Chang Shih-Heng, Huang Chien-Hua, Shih Chung-Liang, Lee Chien-Chang, Chang Wei-Tien, Chen Yu-Tsung, Lee Chiao-Hao, Lin Zhi-Yi, Tsai Min-Shan, Hsu Chiung-Yuan, Ma Matthew Huei-Ming, Chen Shyr-Chyr, Chen Wen-Jone
Department of Emergency Medicine, National Taiwan University Hospital Yun-Lin Branch, Douliou, Taipei 100, Taiwan.
J Crit Care. 2009 Sep;24(3):408-14. doi: 10.1016/j.jcrc.2008.10.006.
The aim of this study was to evaluate the factors related to outcome regarding in-intensive care unit (ICU) cardiac arrest (IICA) in a university hospital.

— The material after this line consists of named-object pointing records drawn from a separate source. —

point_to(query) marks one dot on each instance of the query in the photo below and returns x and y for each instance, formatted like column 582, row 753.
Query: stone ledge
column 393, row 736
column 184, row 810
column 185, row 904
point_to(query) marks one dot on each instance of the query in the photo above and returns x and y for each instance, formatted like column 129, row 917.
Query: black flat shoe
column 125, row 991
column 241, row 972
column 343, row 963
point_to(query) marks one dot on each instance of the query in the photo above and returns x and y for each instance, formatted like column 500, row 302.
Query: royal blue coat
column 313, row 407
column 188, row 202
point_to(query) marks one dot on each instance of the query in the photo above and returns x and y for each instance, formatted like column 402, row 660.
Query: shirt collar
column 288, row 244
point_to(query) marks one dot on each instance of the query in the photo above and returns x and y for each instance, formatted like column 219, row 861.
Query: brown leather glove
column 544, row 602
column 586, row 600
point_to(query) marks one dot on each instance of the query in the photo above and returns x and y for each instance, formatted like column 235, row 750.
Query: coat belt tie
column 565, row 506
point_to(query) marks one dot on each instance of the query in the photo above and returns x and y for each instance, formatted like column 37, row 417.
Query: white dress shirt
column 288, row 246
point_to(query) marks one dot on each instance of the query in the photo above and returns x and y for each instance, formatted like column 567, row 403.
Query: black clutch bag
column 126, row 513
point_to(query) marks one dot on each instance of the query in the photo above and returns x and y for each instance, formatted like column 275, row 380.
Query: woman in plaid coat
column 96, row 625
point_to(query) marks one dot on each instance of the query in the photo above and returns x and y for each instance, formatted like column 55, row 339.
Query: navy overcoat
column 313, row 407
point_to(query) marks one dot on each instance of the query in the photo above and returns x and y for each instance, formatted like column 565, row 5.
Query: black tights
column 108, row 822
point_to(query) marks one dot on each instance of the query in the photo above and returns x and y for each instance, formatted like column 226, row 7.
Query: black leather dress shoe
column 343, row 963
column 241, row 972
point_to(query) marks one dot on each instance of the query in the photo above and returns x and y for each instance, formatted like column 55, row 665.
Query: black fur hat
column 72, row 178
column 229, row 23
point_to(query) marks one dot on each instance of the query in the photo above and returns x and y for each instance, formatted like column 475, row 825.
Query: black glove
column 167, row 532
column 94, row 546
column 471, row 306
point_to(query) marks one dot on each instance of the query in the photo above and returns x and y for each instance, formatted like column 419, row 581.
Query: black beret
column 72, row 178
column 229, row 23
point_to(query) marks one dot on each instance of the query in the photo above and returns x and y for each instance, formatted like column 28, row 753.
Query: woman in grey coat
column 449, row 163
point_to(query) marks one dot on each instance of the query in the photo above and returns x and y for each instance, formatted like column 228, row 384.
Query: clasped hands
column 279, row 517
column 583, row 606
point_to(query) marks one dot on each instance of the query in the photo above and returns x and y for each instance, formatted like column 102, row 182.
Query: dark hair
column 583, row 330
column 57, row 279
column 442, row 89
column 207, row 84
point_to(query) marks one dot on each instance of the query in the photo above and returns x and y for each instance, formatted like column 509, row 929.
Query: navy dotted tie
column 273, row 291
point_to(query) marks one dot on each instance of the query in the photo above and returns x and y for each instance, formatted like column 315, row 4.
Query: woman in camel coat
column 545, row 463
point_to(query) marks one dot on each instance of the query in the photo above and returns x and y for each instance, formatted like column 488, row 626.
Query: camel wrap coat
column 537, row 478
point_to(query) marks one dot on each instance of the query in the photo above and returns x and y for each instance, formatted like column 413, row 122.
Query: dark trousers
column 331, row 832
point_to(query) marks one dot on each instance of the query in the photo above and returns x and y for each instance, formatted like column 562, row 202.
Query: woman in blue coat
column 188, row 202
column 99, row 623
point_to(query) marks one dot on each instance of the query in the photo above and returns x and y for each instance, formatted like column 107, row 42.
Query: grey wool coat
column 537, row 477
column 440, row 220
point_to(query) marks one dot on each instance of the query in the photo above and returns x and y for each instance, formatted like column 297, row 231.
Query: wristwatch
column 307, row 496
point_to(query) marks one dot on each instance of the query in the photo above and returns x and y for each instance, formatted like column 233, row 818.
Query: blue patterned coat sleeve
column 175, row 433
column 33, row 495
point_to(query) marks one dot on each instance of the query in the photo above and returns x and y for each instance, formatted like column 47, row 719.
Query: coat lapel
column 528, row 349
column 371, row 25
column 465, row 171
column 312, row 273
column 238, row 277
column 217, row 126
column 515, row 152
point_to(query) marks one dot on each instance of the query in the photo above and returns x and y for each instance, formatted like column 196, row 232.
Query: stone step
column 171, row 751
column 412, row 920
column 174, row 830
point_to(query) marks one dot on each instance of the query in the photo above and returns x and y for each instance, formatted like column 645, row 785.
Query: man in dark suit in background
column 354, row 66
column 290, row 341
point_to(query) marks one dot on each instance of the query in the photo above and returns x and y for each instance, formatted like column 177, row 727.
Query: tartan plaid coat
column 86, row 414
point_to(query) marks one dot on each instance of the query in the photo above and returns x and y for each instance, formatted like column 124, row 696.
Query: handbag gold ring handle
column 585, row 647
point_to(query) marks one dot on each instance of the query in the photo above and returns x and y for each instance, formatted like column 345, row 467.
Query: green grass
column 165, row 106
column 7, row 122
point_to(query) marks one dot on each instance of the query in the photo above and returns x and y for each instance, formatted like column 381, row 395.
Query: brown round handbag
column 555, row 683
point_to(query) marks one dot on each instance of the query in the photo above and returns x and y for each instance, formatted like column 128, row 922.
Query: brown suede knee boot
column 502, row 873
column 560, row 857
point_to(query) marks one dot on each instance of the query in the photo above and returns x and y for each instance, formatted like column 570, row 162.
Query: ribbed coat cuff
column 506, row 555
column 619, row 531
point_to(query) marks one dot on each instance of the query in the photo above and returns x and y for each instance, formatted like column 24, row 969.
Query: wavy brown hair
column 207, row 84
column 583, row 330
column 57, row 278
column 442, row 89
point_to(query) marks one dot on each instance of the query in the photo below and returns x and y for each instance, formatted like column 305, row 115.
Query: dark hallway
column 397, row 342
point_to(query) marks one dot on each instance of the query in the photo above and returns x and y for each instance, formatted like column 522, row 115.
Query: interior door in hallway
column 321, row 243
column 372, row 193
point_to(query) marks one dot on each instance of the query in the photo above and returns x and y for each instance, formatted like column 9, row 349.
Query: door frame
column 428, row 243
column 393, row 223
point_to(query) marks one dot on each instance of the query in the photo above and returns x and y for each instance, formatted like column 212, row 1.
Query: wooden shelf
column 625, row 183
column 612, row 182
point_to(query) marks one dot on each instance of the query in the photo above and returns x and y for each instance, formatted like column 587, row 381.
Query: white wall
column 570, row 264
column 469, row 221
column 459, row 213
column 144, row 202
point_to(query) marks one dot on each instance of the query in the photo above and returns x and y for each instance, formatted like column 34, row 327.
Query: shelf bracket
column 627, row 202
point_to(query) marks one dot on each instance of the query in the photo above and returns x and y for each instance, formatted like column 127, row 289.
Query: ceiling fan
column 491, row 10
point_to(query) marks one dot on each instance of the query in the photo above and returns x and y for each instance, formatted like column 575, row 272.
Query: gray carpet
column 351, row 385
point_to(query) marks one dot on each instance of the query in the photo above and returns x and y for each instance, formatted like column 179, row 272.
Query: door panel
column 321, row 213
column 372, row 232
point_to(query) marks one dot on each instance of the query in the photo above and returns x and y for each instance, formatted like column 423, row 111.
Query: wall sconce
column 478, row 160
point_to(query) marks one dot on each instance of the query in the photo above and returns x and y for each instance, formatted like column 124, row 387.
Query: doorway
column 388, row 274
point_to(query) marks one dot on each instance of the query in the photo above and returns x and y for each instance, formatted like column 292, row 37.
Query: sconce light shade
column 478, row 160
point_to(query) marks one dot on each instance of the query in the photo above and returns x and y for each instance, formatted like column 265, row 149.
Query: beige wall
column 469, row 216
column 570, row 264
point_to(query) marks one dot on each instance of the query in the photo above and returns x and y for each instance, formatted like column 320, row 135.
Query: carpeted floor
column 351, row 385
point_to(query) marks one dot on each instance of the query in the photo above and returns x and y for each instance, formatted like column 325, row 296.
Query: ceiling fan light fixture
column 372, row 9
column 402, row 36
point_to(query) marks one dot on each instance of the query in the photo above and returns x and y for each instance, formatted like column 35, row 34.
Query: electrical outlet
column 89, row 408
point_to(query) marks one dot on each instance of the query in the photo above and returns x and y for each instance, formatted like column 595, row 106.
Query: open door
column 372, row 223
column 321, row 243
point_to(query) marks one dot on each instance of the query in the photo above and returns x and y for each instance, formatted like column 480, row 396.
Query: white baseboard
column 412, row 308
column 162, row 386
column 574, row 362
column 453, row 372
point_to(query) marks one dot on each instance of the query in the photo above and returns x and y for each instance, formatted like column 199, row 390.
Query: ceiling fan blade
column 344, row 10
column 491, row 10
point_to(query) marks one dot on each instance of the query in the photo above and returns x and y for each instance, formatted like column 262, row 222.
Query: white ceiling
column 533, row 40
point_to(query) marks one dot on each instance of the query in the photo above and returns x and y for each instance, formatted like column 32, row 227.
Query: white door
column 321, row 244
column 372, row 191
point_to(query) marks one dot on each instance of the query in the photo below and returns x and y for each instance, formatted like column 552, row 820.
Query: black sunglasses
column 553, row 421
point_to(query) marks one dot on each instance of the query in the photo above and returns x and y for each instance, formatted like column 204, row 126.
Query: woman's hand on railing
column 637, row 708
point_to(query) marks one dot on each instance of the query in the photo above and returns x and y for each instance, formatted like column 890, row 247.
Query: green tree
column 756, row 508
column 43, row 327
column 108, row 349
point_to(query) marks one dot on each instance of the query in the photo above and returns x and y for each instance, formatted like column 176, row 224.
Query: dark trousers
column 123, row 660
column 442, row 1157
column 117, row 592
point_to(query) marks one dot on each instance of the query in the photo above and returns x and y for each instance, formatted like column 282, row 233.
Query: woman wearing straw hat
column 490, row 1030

Adult nontraumatic ICU patients who sustained IICA were prospectively enrolled. Several patient and event-related variables, as well as outcomes, were recorded and summarized based on the revised Utstein-style template.
A total of 202 episodes of IICA happened during the study period. Return of spontaneous circulation (ROSC) was achieved in 127 patients (62.9%), whereas the overall survival-to-discharge rate was 15.3% (31 patients). In univariate analysis, a shorter duration of resuscitation and pulseless ventricular tachycardia/ventricular fibrillation (VT/VF) as initial arrest rhythm represented better outcomes. Independent predictors of survival to hospital discharge were VT/VF as the initial rhythm (odds ratio [OR], 3.81; 95% confidence interval [CI], 1.50-9.67; P = .005), lower Acute Physiology and Chronic Health Evaluation II score (OR 0.92, 95% CI 0.87-0.98, P = .008), and shorter resuscitation durations (OR 0.91, 95% CI 0.87-0.96, P < .001).
Shorter resuscitation duration and initial VT/VF are predictors for both ROSC and hospital survival, whereas lower Acute Physiology and Chronic Health Evaluation II scores predict the latter.